A large number of packaged water samples in the country were found to be spurious. In 2014-15, almost one-third—31%, to be precise—of the samples tested by the Indian government were found to be adulterated or misbranded.
A total of 806 samples were collected across the country. Of these, 734 were analysed, Ram Vilas Paswan, the minister for consumer affairs, food and public distribution, told parliament on May 03, in a written reply to a question. In 2013-14, of the 2,977 samples tested, about 20% were found to be adulterated or misbranded.
Here are five states with the most adulterated or misbranded samples found in 2014-15:
India has over 5,000 manufacturers (pdf) of packaged drinking water holding the Bureau of Indian Standards (BIS) licence.

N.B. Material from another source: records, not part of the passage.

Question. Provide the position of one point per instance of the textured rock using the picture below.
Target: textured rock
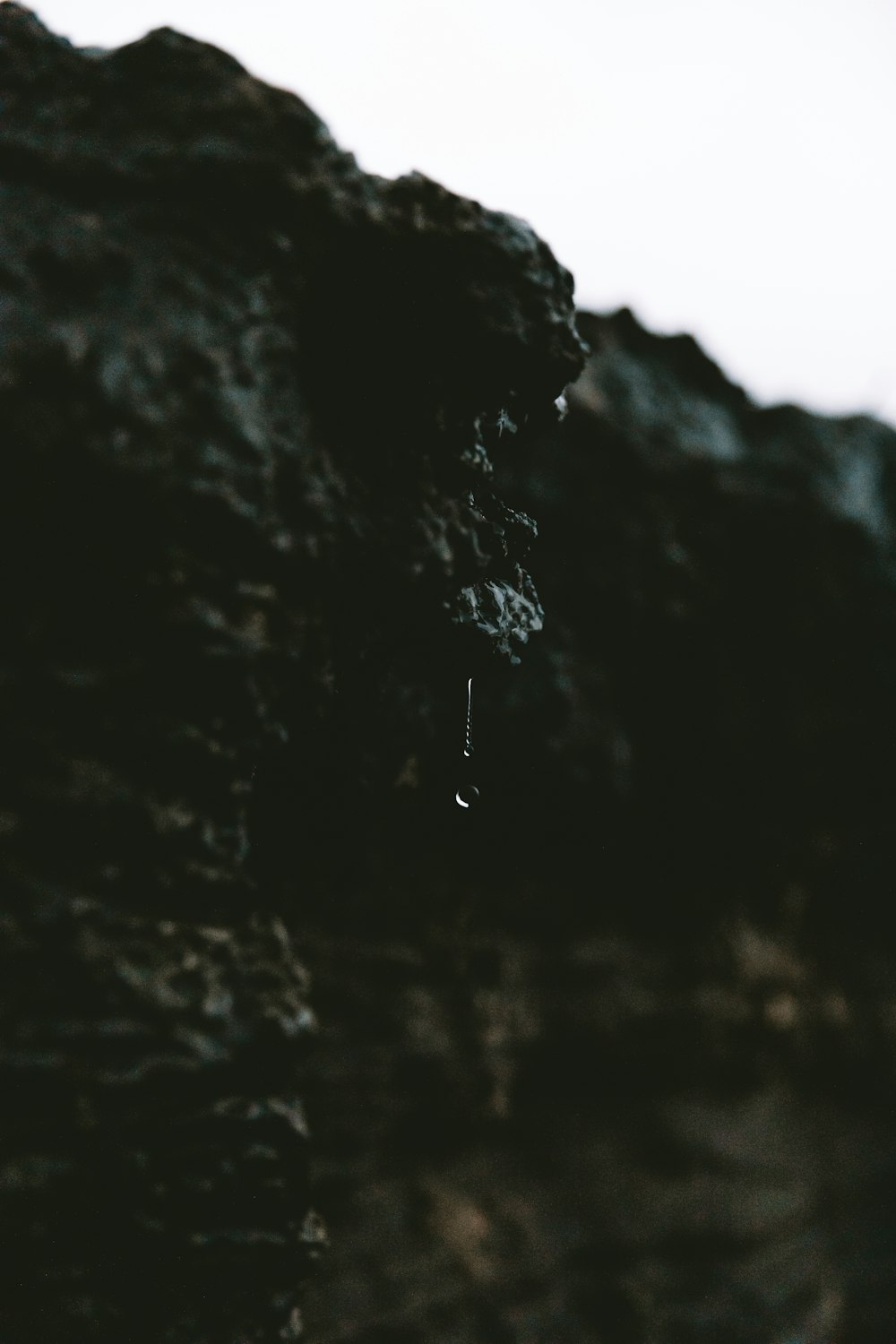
(610, 1058)
(247, 397)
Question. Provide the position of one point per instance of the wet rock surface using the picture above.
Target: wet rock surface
(606, 1058)
(627, 1035)
(246, 402)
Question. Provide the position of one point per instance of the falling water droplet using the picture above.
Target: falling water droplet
(468, 793)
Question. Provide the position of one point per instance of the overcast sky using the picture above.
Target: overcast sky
(723, 167)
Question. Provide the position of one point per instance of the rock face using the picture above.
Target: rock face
(607, 1059)
(625, 1072)
(246, 397)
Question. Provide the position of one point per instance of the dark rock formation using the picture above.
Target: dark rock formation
(607, 1059)
(246, 401)
(625, 1073)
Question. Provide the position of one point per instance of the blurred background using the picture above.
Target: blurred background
(721, 168)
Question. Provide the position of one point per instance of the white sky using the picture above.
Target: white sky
(724, 167)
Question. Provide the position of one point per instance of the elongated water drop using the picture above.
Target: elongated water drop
(468, 795)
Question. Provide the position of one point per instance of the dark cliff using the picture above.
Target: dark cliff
(607, 1059)
(246, 402)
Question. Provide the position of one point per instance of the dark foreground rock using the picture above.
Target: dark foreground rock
(246, 392)
(630, 1064)
(607, 1059)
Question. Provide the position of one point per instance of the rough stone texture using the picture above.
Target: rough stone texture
(625, 1059)
(246, 401)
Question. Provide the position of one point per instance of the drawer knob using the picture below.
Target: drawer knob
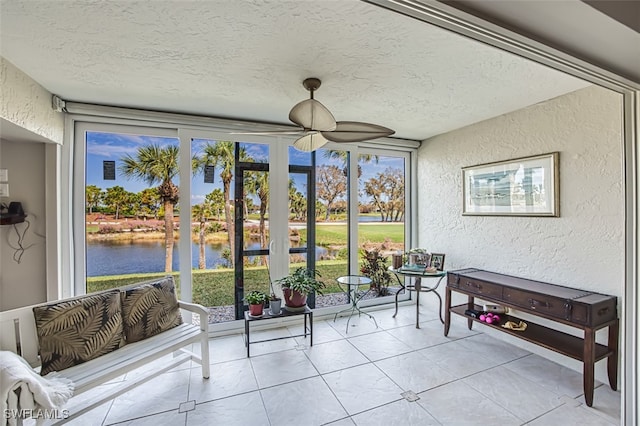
(538, 303)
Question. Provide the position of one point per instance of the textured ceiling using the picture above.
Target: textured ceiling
(247, 59)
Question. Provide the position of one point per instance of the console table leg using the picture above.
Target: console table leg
(470, 305)
(402, 287)
(588, 364)
(311, 327)
(417, 287)
(612, 361)
(246, 335)
(447, 313)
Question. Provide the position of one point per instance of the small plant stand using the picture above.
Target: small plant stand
(308, 329)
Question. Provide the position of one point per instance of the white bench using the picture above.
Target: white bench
(18, 334)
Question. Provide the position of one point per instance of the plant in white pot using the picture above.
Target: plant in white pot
(297, 286)
(256, 300)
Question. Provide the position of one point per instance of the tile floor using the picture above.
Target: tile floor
(359, 378)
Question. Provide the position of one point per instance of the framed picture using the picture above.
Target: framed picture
(419, 259)
(437, 261)
(526, 186)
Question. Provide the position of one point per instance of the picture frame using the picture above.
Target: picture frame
(527, 186)
(419, 260)
(437, 261)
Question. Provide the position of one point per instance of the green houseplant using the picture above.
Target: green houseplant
(256, 300)
(297, 286)
(375, 267)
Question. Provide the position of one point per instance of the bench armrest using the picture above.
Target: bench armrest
(198, 309)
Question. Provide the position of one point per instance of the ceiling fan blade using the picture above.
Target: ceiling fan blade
(312, 115)
(310, 142)
(355, 131)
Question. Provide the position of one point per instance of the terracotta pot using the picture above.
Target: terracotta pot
(295, 300)
(256, 310)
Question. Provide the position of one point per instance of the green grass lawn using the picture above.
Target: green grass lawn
(336, 235)
(215, 287)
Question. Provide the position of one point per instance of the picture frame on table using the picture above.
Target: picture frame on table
(437, 261)
(527, 186)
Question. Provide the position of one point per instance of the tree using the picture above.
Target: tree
(115, 198)
(93, 196)
(158, 165)
(387, 191)
(331, 184)
(216, 200)
(257, 183)
(200, 213)
(149, 202)
(222, 154)
(343, 156)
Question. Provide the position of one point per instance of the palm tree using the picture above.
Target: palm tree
(116, 197)
(158, 165)
(222, 154)
(200, 212)
(93, 197)
(258, 184)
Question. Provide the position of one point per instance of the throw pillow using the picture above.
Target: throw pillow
(75, 331)
(149, 309)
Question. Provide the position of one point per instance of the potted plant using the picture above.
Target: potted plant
(256, 300)
(374, 266)
(297, 286)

The bottled water industry in India stood at Rs12,100 crore ($1.8 billion) in 2015, according to Euromonitor. The top five companies by marketshare are Bisleri, Coca Cola, PepsiCo, Parle Agro and Manikchand, commanding about 61% of the market, data shows.
Concerns around food safety in Asia’s third largest economy have come to the forefront in recent months, especially after popular instant noodle brand Maggi, owned by Nestle, was found to contain high levels of lead and monosodium glutamate.
Past studies of popular packaged water brands in India have highlighted safety concerns.
A 2003 study (pdf) by the Delhi-based Centre for Science and Environment (CSE) found pesticides in many of them. It collected bottles of 17 brands, including the top five—Bisleri, Bailley, Pure Life, Aquafina, and Kinley—sold in Delhi. On testing, it found pesticides residues in these samples above the limit set by the BIS.
Another study, in 2015, in Mumbai by the Bhabha Atomic Research Centre (BARC) found bromate, a possible carcinogen, in packaged drinking water samples. BARC studied 90 samples of 18 brands.
“Bottled water is in many cases drawn from ground water, which, in our country, is known to contain heavy metals that can cause chronic diseases like dementia, heart problems as well as hypertension,” Altaf Patel, a medical practitioner at Mumbai’s Jaslok Hospital, told The Times of India newspaper in 2015.
The government has strict compliance norms in place under the Food Safety and Standards Regulations, 2011 (pdf). For instance, companies must adhere to at least 51 requirements that cover colour, taste, and presence of nitrates.
But, as the data shows, uncomfortably often, they don’t.